Das Leben in den Städten hat sich stark verändert. Aufgrund der Schließungen hat sich die Wirtschaftstätigkeit außerhalb der Stadtzentren, in deren (manchmal weit entfernte) Vororte und Außenbezirke verlagert, und damit auch die Nachfrage nach Immobilien. Infolgedessen sind in den letzten vier Quartalen zum ersten Mal seit Anfang der 1990er Jahre die Immobilienpreise in nicht städtischen Gebieten schneller gestiegen als in den Städten. Auch wenn einige der Auswirkungen möglicherweise nur vorübergehend sind, schwächt diese Umkehrung die Argumente für einen nahezu garantierten Anstieg der Immobilienpreise in den Stadtzentren. Die Auswirkungen dieser Nachfrageverschiebung dürften in Regionen mit stagnierender oder sogar schrumpfender Bevölkerung (z. B. in Europa) noch ausgeprägter sein, da es für das Angebot leichter sein wird, mit der Nachfrage Schritt zu halten. Matthias Holzhey, Hauptautor der Studie und Head Swiss Real Estate im Chief Investment Office von UBS Global Wealth Management, kommt zu dem Schluss: „Eine lange Durststrecke für städtische Immobilienmärkte wird immer wahrscheinlicher, selbst wenn die Zinsen niedrig bleiben.“ In Europa gibt es erhebliche Ungleichgewichte in Frankfurt, München, Paris und Amsterdam.

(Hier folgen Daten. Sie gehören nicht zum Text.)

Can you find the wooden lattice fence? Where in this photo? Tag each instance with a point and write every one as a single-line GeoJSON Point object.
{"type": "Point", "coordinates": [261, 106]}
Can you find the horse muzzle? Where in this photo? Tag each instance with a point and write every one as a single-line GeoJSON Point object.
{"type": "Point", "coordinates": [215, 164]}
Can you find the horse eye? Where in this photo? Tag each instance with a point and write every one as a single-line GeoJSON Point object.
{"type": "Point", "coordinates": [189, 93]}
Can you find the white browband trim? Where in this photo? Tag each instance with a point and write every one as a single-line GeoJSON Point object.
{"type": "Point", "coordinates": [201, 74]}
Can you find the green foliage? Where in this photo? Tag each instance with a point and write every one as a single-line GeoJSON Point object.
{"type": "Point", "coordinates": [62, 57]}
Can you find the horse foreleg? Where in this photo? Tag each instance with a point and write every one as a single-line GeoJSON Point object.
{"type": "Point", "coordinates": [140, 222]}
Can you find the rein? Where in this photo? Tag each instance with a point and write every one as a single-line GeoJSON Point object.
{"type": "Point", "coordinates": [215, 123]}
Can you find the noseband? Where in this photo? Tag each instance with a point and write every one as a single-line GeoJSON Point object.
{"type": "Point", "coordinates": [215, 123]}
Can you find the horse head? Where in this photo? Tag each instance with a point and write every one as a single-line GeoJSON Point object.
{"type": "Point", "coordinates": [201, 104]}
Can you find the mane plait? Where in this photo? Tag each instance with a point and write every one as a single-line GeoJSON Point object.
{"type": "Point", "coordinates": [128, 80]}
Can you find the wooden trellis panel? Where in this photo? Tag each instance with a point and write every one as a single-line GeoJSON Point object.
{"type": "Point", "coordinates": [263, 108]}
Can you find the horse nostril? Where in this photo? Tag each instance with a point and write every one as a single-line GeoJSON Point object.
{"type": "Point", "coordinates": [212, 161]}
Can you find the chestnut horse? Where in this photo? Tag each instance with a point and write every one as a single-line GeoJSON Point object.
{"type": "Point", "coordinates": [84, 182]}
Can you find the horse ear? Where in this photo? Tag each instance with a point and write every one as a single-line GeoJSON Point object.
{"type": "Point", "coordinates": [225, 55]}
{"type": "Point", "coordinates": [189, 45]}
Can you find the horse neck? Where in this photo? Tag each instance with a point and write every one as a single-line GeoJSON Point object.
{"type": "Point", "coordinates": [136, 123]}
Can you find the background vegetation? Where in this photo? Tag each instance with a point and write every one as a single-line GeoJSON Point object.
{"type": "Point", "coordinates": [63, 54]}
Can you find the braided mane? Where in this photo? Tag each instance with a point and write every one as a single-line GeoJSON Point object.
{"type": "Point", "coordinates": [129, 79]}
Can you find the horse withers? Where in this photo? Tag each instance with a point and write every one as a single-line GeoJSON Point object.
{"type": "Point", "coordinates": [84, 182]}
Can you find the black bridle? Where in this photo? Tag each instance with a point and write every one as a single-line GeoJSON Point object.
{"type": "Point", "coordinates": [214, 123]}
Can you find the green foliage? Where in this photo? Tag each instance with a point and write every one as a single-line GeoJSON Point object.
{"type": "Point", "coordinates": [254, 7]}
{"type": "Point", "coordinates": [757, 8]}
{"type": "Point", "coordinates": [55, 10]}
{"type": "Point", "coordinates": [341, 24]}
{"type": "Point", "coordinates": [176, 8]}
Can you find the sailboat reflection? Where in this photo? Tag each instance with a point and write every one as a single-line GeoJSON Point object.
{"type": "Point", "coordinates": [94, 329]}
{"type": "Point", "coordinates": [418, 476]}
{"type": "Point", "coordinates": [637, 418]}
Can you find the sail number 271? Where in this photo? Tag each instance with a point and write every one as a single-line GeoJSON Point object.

Im Gegensatz dazu sind die Immobilienmärkte in Mailand und Madrid am stärksten von der Pandemie betroffen, und es wäre eine anhaltende Periode soliden Wirtschaftswachstums erforderlich, um in diesen Städten einen Immobilienboom auszulösen. Wie aus einem Bericht von Knite Frank hervorgeht, verzeichnet der österreichische Immobilienmarkt insbesondere bei Wohnungen starke Preissteigerungen, und es wird erwartet, dass der Bürosektor im Jahr 2022 rund ein Drittel des gesamten grenzüberschreitenden Kapitals anziehen wird, das nach Österreich fließt und hauptsächlich von deutschen Investoren stammt. In Bezug auf Polen wird erwartet, dass polnische Büros weltweit zu den Top 20 bei den grenzüberschreitenden Kapitalströmen gehören werden, während auf dem russischen Büroimmobilienmarkt die Leerstandsquote ihren Abwärtstrend fortsetzen wird, da die Nachfrage nach Büroflächen, die von großen IT-Unternehmen generiert wird, keinem Mangel an Mietern und einem begrenzten Qualitätsangebot gegenüberstehen wird.